Il semblerait cependant que la Fédé soit enfin sortie de son mutisme. A en croire nos confrères de RMC, Eric Gerets s’est mis d’accord tout récemment avec les dirigeants marocains pour entraîner l’équipe nationale sur les bases d’un contrat de quatre ans. Il aura pour objectif de qualifier le Maroc pour la prochaine CAN 2012, disputée au Gabon et en Guinée Equatoriale, et surtout la Coupe du monde 2014 au Brésil.

Sous contrat jusqu’en 2011

Visiblement, le roi du Maroc en personne, Mohamed VI, aurait milité pour la venue du technicien belge avec à la clé des émoluments relativement conséquents. L’agent de Gerets, Harun Arslan, a toutefois démenti tout accord: « Non, ce n’est pas vrai. Eric est sous contrat jusqu’en 2011 à Al Hilal. »

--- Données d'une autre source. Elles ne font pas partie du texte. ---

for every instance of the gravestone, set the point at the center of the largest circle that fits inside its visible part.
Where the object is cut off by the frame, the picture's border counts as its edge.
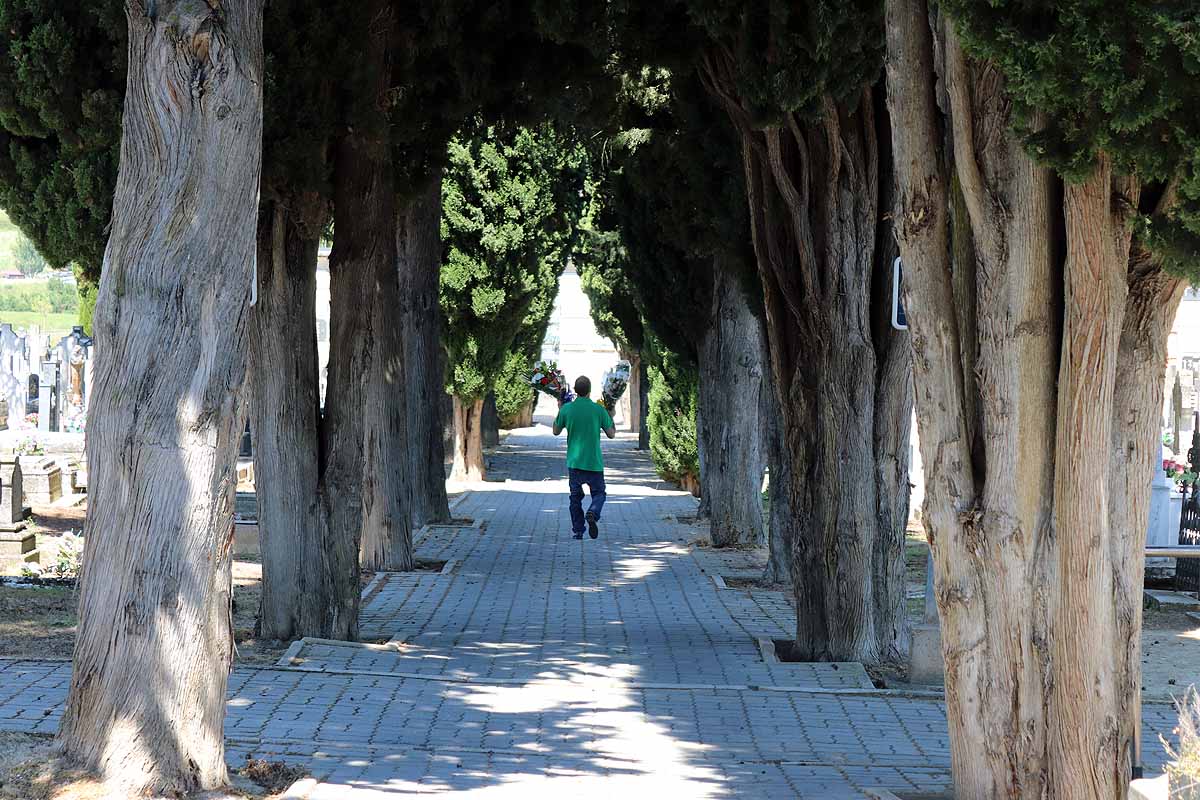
(13, 368)
(48, 397)
(17, 545)
(925, 662)
(42, 480)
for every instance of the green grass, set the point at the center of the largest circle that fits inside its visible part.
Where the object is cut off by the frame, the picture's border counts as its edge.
(55, 325)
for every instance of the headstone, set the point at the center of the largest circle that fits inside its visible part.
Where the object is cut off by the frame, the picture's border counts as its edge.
(48, 397)
(925, 662)
(13, 368)
(12, 493)
(42, 479)
(31, 382)
(17, 545)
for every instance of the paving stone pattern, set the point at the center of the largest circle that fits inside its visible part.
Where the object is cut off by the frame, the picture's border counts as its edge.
(544, 667)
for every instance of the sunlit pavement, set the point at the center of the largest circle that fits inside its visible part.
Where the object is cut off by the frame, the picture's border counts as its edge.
(538, 666)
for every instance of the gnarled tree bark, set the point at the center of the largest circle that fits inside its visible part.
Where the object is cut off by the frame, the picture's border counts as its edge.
(387, 517)
(1038, 366)
(731, 380)
(283, 407)
(154, 648)
(363, 270)
(814, 190)
(643, 404)
(468, 441)
(419, 251)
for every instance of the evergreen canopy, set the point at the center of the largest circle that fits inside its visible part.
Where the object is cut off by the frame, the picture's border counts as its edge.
(513, 199)
(1114, 78)
(61, 90)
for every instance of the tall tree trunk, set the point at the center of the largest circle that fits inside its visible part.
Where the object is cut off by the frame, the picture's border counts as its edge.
(286, 420)
(419, 250)
(363, 270)
(731, 379)
(490, 422)
(1150, 313)
(643, 404)
(783, 513)
(703, 439)
(468, 441)
(814, 191)
(387, 516)
(154, 647)
(634, 391)
(1048, 354)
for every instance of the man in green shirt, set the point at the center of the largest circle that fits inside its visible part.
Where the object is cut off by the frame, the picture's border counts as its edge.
(583, 421)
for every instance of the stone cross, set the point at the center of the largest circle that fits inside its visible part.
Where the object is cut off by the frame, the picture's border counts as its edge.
(47, 397)
(12, 495)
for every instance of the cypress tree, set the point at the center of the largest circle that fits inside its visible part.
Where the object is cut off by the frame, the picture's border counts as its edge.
(511, 205)
(1044, 263)
(799, 85)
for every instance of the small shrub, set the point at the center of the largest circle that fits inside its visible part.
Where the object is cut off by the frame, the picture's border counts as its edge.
(513, 389)
(672, 420)
(66, 564)
(1183, 769)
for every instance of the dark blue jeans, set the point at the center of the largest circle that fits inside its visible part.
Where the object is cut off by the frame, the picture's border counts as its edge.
(594, 481)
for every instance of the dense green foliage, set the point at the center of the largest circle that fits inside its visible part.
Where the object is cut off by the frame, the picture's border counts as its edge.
(672, 419)
(459, 59)
(27, 258)
(513, 390)
(61, 88)
(513, 199)
(605, 278)
(777, 56)
(1114, 78)
(87, 300)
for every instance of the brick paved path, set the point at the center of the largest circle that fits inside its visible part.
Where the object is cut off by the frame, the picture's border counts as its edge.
(538, 666)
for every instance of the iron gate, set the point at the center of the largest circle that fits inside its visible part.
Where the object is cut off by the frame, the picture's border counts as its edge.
(1187, 571)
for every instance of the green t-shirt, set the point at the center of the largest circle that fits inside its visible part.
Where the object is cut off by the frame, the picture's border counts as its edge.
(583, 421)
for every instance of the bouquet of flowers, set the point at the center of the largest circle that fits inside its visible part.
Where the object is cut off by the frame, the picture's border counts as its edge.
(616, 380)
(29, 445)
(1179, 473)
(550, 379)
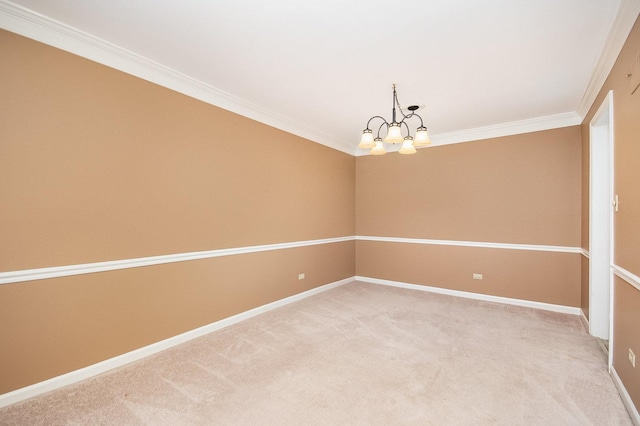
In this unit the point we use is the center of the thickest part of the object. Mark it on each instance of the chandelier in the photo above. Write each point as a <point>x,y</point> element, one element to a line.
<point>394,132</point>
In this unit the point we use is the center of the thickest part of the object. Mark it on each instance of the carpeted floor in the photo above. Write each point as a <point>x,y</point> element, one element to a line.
<point>359,354</point>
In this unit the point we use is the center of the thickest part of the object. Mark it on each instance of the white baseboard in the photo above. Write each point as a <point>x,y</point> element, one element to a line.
<point>477,296</point>
<point>626,398</point>
<point>584,320</point>
<point>135,355</point>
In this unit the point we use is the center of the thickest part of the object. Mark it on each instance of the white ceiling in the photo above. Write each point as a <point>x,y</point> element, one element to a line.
<point>321,69</point>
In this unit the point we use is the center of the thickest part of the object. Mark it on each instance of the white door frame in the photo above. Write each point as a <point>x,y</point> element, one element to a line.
<point>601,221</point>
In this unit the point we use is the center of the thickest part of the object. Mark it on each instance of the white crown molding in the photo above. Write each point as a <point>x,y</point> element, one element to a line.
<point>507,129</point>
<point>38,27</point>
<point>138,354</point>
<point>508,246</point>
<point>89,268</point>
<point>30,24</point>
<point>476,296</point>
<point>498,130</point>
<point>625,19</point>
<point>627,276</point>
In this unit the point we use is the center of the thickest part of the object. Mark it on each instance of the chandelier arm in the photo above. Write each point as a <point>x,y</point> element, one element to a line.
<point>421,123</point>
<point>376,116</point>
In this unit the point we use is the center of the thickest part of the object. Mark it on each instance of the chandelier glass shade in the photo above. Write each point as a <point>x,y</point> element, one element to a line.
<point>394,132</point>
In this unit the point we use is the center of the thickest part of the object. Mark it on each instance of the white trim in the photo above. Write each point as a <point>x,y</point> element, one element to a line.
<point>624,395</point>
<point>532,247</point>
<point>112,265</point>
<point>476,296</point>
<point>88,268</point>
<point>629,277</point>
<point>601,234</point>
<point>28,23</point>
<point>625,19</point>
<point>585,320</point>
<point>497,130</point>
<point>135,355</point>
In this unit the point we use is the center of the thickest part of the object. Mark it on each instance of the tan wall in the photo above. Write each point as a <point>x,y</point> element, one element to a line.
<point>97,165</point>
<point>522,189</point>
<point>626,329</point>
<point>627,220</point>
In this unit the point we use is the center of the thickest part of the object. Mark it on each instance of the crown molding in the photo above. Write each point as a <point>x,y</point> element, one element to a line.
<point>41,28</point>
<point>28,23</point>
<point>625,19</point>
<point>506,129</point>
<point>498,130</point>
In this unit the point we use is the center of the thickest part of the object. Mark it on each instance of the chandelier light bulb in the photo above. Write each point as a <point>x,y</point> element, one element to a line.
<point>394,130</point>
<point>422,137</point>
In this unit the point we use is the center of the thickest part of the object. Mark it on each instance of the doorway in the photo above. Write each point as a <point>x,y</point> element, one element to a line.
<point>601,221</point>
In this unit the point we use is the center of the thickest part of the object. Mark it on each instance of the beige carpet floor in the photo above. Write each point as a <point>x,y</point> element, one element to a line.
<point>359,354</point>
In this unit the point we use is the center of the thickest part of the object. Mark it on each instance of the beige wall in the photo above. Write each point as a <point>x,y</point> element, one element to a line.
<point>522,189</point>
<point>626,333</point>
<point>97,165</point>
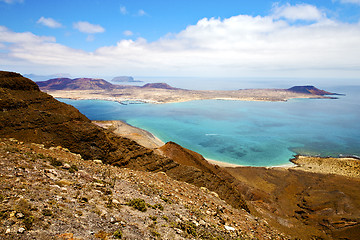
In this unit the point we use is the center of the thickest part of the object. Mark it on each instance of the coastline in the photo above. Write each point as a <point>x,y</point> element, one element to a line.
<point>344,166</point>
<point>160,96</point>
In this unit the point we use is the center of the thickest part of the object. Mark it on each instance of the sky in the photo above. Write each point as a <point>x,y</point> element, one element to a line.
<point>182,38</point>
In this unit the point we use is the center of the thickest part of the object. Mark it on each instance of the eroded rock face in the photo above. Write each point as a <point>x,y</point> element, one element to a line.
<point>309,90</point>
<point>30,115</point>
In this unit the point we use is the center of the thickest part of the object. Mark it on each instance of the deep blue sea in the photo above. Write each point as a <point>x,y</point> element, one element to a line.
<point>246,133</point>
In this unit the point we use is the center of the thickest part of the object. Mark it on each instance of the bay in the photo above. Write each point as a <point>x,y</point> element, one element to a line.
<point>242,132</point>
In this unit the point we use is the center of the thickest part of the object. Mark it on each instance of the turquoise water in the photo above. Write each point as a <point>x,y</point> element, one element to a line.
<point>245,133</point>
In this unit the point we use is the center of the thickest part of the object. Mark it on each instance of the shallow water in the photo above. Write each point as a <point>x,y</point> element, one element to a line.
<point>246,133</point>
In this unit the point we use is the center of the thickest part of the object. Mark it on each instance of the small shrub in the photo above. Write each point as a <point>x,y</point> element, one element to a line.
<point>117,234</point>
<point>4,214</point>
<point>73,168</point>
<point>166,200</point>
<point>159,206</point>
<point>155,234</point>
<point>47,212</point>
<point>102,235</point>
<point>138,204</point>
<point>54,162</point>
<point>188,227</point>
<point>154,218</point>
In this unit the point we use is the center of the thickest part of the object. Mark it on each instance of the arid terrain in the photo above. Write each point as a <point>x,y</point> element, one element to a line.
<point>85,88</point>
<point>313,197</point>
<point>64,177</point>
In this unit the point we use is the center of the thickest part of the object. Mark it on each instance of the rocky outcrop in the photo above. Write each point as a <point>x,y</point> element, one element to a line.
<point>159,85</point>
<point>309,90</point>
<point>51,193</point>
<point>75,84</point>
<point>30,115</point>
<point>123,79</point>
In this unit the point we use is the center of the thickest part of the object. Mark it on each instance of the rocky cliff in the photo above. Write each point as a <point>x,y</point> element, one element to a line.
<point>309,90</point>
<point>30,115</point>
<point>75,84</point>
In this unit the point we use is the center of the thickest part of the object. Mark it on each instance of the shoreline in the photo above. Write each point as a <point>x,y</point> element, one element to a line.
<point>345,166</point>
<point>161,96</point>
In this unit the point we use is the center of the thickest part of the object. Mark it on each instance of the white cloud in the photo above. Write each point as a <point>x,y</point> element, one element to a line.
<point>12,1</point>
<point>298,12</point>
<point>351,1</point>
<point>141,12</point>
<point>128,33</point>
<point>123,10</point>
<point>239,46</point>
<point>86,27</point>
<point>90,38</point>
<point>49,22</point>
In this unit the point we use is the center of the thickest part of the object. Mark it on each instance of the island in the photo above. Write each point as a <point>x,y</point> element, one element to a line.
<point>87,88</point>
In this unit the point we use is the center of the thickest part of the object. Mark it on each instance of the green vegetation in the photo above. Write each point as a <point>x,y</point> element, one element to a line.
<point>117,234</point>
<point>166,200</point>
<point>155,234</point>
<point>73,168</point>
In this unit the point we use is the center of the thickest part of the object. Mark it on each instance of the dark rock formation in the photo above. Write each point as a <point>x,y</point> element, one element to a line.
<point>309,90</point>
<point>75,84</point>
<point>30,115</point>
<point>124,79</point>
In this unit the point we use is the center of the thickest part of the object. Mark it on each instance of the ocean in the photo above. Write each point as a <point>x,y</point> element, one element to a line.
<point>244,132</point>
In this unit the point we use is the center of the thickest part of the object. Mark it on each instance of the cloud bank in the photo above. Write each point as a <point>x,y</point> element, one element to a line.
<point>86,27</point>
<point>239,46</point>
<point>49,22</point>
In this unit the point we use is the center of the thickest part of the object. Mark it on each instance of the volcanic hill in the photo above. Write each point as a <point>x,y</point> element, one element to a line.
<point>75,84</point>
<point>309,90</point>
<point>53,183</point>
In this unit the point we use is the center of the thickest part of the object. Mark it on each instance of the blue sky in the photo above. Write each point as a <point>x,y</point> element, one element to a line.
<point>181,38</point>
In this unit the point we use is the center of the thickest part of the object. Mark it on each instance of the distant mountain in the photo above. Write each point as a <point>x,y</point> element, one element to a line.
<point>75,84</point>
<point>124,79</point>
<point>37,78</point>
<point>159,85</point>
<point>309,90</point>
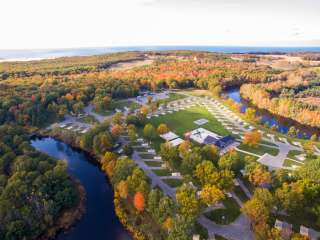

Pour rejoindre le Maroc, en effet, le Lion de Rekem devra couper les ponts avec le club saoudien. Déjà victorieux du championnat local et de la Coupe du Prince, l’ancien coach du PSV Eindhoven pourrait faire jouer une clause dans son contrat pour se libérer de sa dernière année à la tête du club de Riyad. En devenant officiellement le dompteur attitré des Lions de l’Atlas, le Diable Rouge grillerait ainsi la politesse à Luis Fernandez, Bruno Metsu ou encore Guus Hiddink. Un défi national qui sera aussi le premier pour l’ancien boss de l’OM.